The building right next door had been destroyed in a fire that very morning. It was ruled an accident, an electrical fire.

Glen Klinkhart: When I smell that smell, it definitely makes me suspicious, simply because of my history. That's a smell that you never, ever forget.

Because of my history, did he say? Yes, he did.

That smell, the look of that burned building, cut through his defenses. It opened up the old wound, the awful memory flooded his brain. That fire, years ago, that destroyed a part of him. His sister, so like Bethany, and where was he then, for her?

He shook it off. He went to double check the cause of the fire, got some experts in to take a look.

Glen Klinkhart: I said, "Well, what do you think?" And they looked at me and said, "This is an arson." The minute they said that, I mean, the hair on the back of my neck just stood up.

Arson? Klinkhart knew painfully well from personal experience that people trying to destroy evidence quite often burn things down.

What there was no evidence of, at all, was Bethany.

Glen Klinkhart: We had a burned out building where we didn't have forensics.
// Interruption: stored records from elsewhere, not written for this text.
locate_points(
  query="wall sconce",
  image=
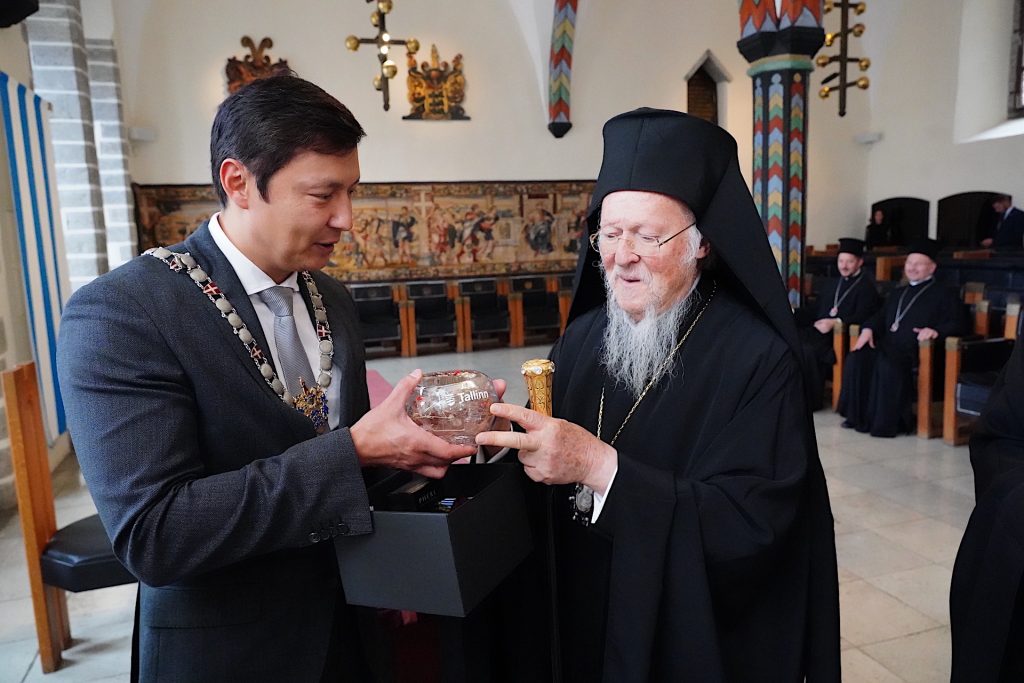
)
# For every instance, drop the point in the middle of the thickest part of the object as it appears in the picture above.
(843, 59)
(384, 42)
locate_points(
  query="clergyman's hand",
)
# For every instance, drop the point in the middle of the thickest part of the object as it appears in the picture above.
(387, 437)
(866, 338)
(554, 451)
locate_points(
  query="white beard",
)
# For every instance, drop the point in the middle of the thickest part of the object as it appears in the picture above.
(635, 350)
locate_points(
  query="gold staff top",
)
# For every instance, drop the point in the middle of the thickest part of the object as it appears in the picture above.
(539, 374)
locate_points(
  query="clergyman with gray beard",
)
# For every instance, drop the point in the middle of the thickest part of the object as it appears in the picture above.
(687, 531)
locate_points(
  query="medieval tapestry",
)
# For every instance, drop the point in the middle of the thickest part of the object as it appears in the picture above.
(418, 230)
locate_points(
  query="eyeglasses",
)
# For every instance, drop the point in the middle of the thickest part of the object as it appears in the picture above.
(641, 245)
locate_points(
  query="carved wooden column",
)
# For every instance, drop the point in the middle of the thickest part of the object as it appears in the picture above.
(780, 46)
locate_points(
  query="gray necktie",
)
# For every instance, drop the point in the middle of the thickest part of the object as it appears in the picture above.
(292, 359)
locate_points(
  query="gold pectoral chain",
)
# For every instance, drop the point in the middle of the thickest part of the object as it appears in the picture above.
(312, 400)
(660, 371)
(582, 499)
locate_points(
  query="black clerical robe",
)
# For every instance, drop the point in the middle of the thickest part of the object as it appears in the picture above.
(986, 603)
(853, 299)
(714, 556)
(878, 384)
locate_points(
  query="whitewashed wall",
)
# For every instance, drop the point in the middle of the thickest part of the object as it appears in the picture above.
(627, 54)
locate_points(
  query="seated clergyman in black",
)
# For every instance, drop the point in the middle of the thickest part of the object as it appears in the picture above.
(878, 379)
(986, 600)
(690, 527)
(851, 299)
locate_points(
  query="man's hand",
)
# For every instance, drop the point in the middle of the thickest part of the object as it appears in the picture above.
(866, 338)
(825, 325)
(387, 437)
(554, 451)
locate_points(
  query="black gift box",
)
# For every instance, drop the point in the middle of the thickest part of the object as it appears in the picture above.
(440, 563)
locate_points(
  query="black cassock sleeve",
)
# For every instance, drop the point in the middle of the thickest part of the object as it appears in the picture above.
(865, 302)
(997, 443)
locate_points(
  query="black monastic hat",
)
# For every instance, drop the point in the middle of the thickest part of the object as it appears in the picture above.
(851, 246)
(929, 248)
(693, 161)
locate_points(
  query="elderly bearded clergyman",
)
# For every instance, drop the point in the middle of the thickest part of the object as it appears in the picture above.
(691, 534)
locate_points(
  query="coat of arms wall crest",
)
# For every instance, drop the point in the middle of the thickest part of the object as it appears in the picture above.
(436, 89)
(255, 66)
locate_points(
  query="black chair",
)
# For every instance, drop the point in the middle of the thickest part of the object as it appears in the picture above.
(972, 368)
(433, 313)
(488, 310)
(77, 557)
(380, 322)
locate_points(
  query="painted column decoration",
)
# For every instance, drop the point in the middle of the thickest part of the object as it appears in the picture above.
(560, 68)
(779, 39)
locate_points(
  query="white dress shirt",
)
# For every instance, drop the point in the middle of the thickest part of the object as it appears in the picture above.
(255, 281)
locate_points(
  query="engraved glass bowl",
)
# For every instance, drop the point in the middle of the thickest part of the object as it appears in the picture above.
(454, 404)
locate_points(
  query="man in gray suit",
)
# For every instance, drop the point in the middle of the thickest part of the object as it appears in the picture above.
(223, 438)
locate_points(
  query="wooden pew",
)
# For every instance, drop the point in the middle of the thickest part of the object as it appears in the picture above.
(1012, 322)
(843, 340)
(929, 415)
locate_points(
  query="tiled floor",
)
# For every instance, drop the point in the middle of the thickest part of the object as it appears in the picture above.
(900, 508)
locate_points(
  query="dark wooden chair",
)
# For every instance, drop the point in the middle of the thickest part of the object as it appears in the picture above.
(77, 557)
(431, 318)
(380, 316)
(972, 368)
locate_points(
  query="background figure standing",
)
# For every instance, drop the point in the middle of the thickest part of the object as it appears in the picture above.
(1009, 231)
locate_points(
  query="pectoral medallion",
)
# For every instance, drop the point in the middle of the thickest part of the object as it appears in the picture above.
(311, 401)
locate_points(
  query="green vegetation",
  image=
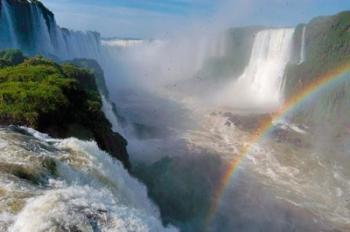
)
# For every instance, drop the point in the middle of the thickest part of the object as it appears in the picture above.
(61, 100)
(38, 91)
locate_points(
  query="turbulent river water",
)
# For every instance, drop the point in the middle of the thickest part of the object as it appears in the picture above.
(68, 185)
(289, 182)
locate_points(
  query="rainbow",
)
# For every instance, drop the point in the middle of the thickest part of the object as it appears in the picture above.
(327, 79)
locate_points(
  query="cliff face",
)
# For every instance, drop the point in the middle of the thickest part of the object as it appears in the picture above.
(61, 100)
(31, 27)
(327, 47)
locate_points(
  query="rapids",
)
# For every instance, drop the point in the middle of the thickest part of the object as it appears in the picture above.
(63, 185)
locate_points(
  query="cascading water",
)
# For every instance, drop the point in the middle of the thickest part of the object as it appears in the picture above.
(68, 185)
(261, 84)
(7, 30)
(41, 35)
(302, 48)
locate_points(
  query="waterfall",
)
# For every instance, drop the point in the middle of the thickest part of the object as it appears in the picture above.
(302, 47)
(261, 84)
(68, 185)
(38, 33)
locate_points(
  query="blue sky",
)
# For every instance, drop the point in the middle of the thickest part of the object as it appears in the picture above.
(153, 18)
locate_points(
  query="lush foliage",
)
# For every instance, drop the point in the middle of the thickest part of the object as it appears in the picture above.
(38, 92)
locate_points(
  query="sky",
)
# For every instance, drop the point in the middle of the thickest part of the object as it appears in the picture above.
(157, 18)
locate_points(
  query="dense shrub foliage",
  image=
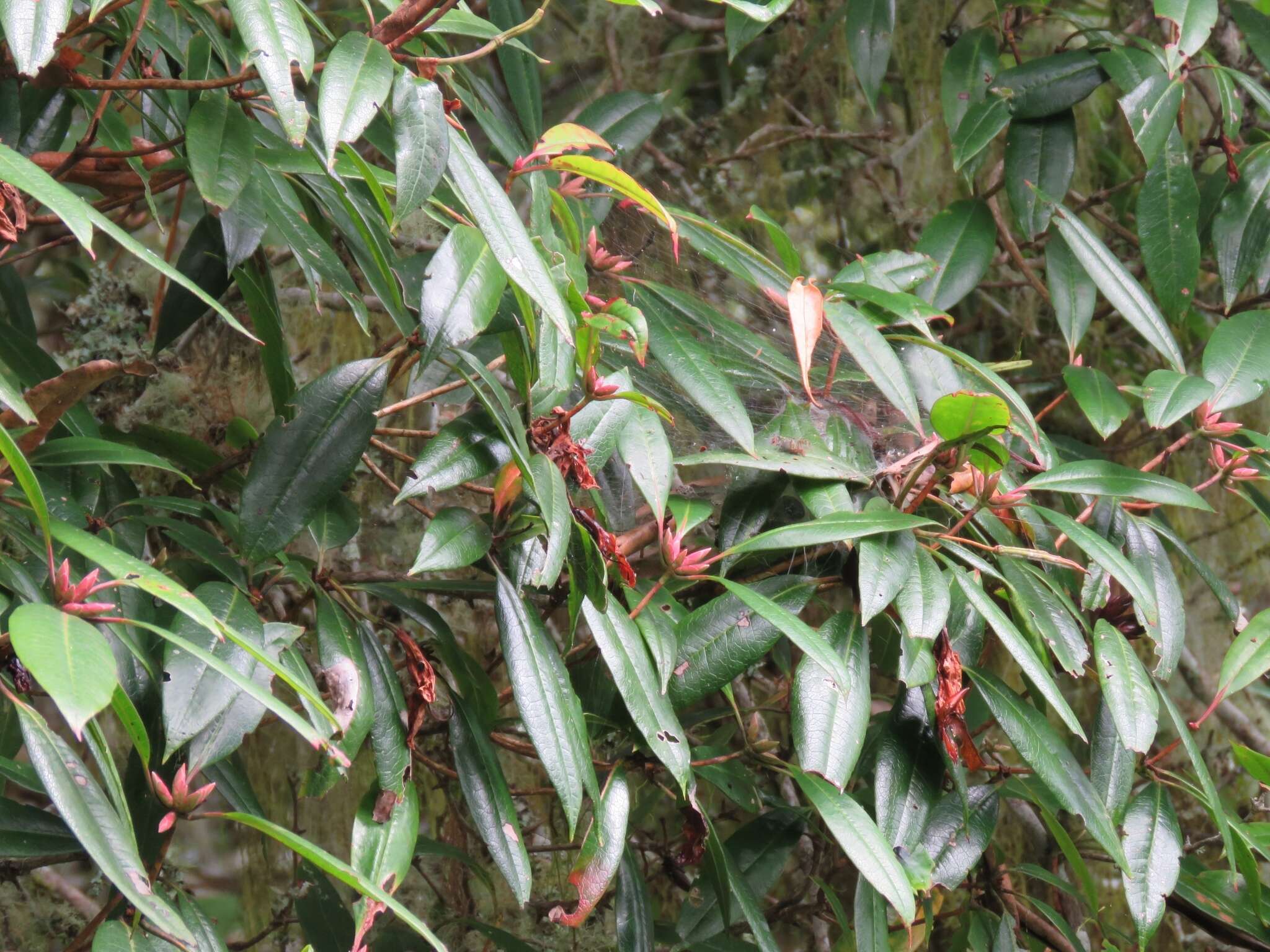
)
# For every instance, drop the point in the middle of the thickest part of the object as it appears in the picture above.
(815, 622)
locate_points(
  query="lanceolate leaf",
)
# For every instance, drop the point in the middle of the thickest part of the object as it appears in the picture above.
(1126, 687)
(303, 462)
(830, 720)
(91, 816)
(549, 707)
(1153, 844)
(860, 839)
(353, 87)
(623, 649)
(1118, 286)
(277, 36)
(1046, 752)
(601, 851)
(505, 231)
(69, 658)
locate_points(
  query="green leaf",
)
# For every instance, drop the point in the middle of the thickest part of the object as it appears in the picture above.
(861, 840)
(689, 363)
(886, 563)
(836, 527)
(461, 289)
(303, 462)
(94, 822)
(1153, 844)
(1169, 227)
(601, 852)
(353, 87)
(1168, 397)
(505, 231)
(69, 658)
(1237, 359)
(624, 653)
(1047, 753)
(953, 844)
(220, 146)
(466, 448)
(1194, 20)
(961, 240)
(828, 721)
(1151, 108)
(276, 36)
(1126, 687)
(549, 707)
(32, 29)
(1103, 479)
(1118, 286)
(342, 871)
(422, 140)
(1050, 84)
(877, 358)
(1098, 397)
(968, 70)
(1042, 154)
(193, 694)
(723, 638)
(982, 123)
(870, 24)
(1020, 649)
(923, 602)
(1071, 291)
(647, 454)
(30, 832)
(1241, 226)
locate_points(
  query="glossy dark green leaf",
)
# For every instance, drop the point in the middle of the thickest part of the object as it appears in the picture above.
(193, 694)
(1236, 358)
(1020, 649)
(723, 638)
(968, 70)
(422, 140)
(1048, 754)
(602, 850)
(869, 27)
(1071, 291)
(94, 822)
(1153, 844)
(1110, 763)
(956, 847)
(1169, 226)
(549, 708)
(202, 262)
(1168, 397)
(828, 721)
(861, 840)
(466, 448)
(1049, 84)
(624, 653)
(982, 123)
(355, 86)
(278, 37)
(68, 656)
(220, 146)
(1105, 479)
(1241, 226)
(757, 853)
(303, 462)
(1151, 110)
(1098, 397)
(1121, 288)
(961, 240)
(1041, 152)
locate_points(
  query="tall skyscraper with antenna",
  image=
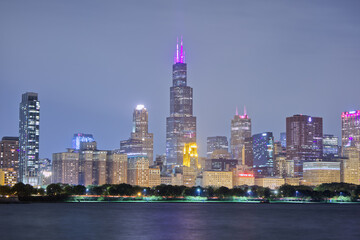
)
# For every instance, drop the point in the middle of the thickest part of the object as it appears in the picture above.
(181, 124)
(240, 129)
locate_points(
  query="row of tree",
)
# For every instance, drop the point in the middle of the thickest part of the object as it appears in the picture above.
(321, 192)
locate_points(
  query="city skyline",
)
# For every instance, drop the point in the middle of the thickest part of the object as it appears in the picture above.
(59, 98)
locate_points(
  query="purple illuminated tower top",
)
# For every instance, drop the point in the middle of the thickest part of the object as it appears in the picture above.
(179, 56)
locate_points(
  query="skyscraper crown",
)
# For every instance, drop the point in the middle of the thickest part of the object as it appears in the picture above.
(179, 55)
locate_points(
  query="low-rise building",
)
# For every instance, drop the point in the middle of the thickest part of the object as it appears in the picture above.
(292, 181)
(316, 173)
(270, 182)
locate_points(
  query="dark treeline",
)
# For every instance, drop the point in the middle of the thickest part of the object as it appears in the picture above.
(57, 191)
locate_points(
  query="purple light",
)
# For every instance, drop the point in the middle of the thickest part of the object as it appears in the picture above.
(179, 58)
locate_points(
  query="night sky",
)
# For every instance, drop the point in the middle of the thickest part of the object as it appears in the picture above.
(92, 62)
I had her apartment, where I had no forensics. I had nothing.

And then, for some reason -- maybe the fresh turmoil over that old memory -- he went to Bethany’s parents and made a promise. He told them he would find her.

It was rash, perhaps, since already he sensed that the chances of finding her alive were slim.

Glen Klinkhart: They literally just said, “We're going to give you our daughter. Please find her.”